Goldman Sachs, having weathered the worst of the subprime crisis, is planning to cut up to 15 percent of the workforce in its capital markets and related support units – the latest sign of the broad belt-tightening taking place across Wall Street.

Goldman has fared much better than other Wall Street firms since the credit crisis erupted last summer, but its investment banking revenues are still declining, especially in the US, amid what chief Lloyd Blankfein called “very difficult” market conditions.

According to sources familiar with the matter, the cuts are expected to come in the firm’s capital markets division, which includes investment banking, debt and equity underwriting and merger advice, sources said.

Employees were first notified about the cuts on Monday.

The layoffs come as Goldman reported quarterly profits of $1.5 billion on Tuesday but a decline in revenue growth across nearly all of its capital markets segments.

On the earnings conference call with analysts, Goldman Chief Financial Officer David Viniar said the firm’s overall headcount will grow slightly this year, with most of the growth coming from outside the US.

Goldman now employs about 32,000 people.

The layoffs at Goldman come as news emerged yesterday that Citigroup plans to cut 2,000 more trading and investment-banking jobs than previously announced.

The reductions are on top of about 4,000 disclosed in January, a person familiar with the plan said.

They add up to about 10 percent of the securities division’s 60,000 people and will be spread across offices in New York and London, as well as smaller sites in Asia and Europe, said the person, who declined to be identified because the bank hasn’t formally announced the decision.

Most of the cuts will take place by the end of March.

Wall Street firms have fired more than 30,000 employees in the last seven months as the price of mortgage-related assets plummeted.

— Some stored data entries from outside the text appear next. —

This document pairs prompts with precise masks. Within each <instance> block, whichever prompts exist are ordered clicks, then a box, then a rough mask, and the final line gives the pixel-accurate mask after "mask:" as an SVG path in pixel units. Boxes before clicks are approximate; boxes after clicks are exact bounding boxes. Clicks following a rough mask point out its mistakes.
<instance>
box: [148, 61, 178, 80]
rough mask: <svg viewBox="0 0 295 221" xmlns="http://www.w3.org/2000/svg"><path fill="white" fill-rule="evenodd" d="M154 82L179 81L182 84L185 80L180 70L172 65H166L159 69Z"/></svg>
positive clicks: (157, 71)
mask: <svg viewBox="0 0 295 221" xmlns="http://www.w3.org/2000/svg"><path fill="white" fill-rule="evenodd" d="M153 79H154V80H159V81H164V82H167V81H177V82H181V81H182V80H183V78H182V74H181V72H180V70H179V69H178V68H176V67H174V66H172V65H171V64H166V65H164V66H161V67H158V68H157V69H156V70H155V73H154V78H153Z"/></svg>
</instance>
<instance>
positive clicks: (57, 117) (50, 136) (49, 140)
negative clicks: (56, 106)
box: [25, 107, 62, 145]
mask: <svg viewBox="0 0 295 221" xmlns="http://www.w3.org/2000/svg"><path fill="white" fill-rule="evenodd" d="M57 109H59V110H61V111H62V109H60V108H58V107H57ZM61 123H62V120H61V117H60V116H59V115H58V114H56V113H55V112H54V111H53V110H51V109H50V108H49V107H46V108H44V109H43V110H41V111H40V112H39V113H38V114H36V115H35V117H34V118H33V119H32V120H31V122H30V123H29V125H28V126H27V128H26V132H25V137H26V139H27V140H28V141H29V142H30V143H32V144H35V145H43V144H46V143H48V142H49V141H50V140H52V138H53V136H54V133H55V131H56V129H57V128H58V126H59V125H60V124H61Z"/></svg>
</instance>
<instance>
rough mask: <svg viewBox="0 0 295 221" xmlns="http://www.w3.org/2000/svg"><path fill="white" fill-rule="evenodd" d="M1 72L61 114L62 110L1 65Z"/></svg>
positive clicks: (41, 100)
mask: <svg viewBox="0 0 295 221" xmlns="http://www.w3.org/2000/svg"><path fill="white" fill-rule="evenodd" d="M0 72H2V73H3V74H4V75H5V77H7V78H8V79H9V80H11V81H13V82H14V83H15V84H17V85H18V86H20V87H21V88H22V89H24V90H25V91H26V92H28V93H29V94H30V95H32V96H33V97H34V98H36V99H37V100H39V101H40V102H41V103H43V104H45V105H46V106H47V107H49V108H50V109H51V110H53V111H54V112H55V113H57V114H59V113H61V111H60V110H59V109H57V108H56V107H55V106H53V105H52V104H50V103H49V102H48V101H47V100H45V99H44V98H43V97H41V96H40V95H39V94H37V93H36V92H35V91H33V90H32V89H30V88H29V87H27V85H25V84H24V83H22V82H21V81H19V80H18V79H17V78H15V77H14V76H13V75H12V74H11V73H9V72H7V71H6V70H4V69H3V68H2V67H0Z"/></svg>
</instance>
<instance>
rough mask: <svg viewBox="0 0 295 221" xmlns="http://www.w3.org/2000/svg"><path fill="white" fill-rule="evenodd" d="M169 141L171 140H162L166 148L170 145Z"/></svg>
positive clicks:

Citigroup shares have plunged since October, wiping out almost half of the bank’s market value and costing CEO Charles “Chuck” Prince his job. It has also forced his successor, Vikram Pandit, to raise about $30 billion from outside investors.

Pandit, who stepped in last December, says he’s in a “front-to-back” review of the company’s expenses.

In January, the bank said it would take a $337 million after-tax restructuring charge to eliminate 4,200 jobs. Most of those were in the trading and investment-banking division.

Citigroup had 374,000 full-time employees as of Dec. 31.

The company’s institutional clients group, which includes trading and investment banking as well as hedge-fund management, has about 60,000 employees worldwide.

“Each year we identify the bottom 5 percent of performers in the institutional clients group, and some number of these people leave the firm,” the bank said yesterday.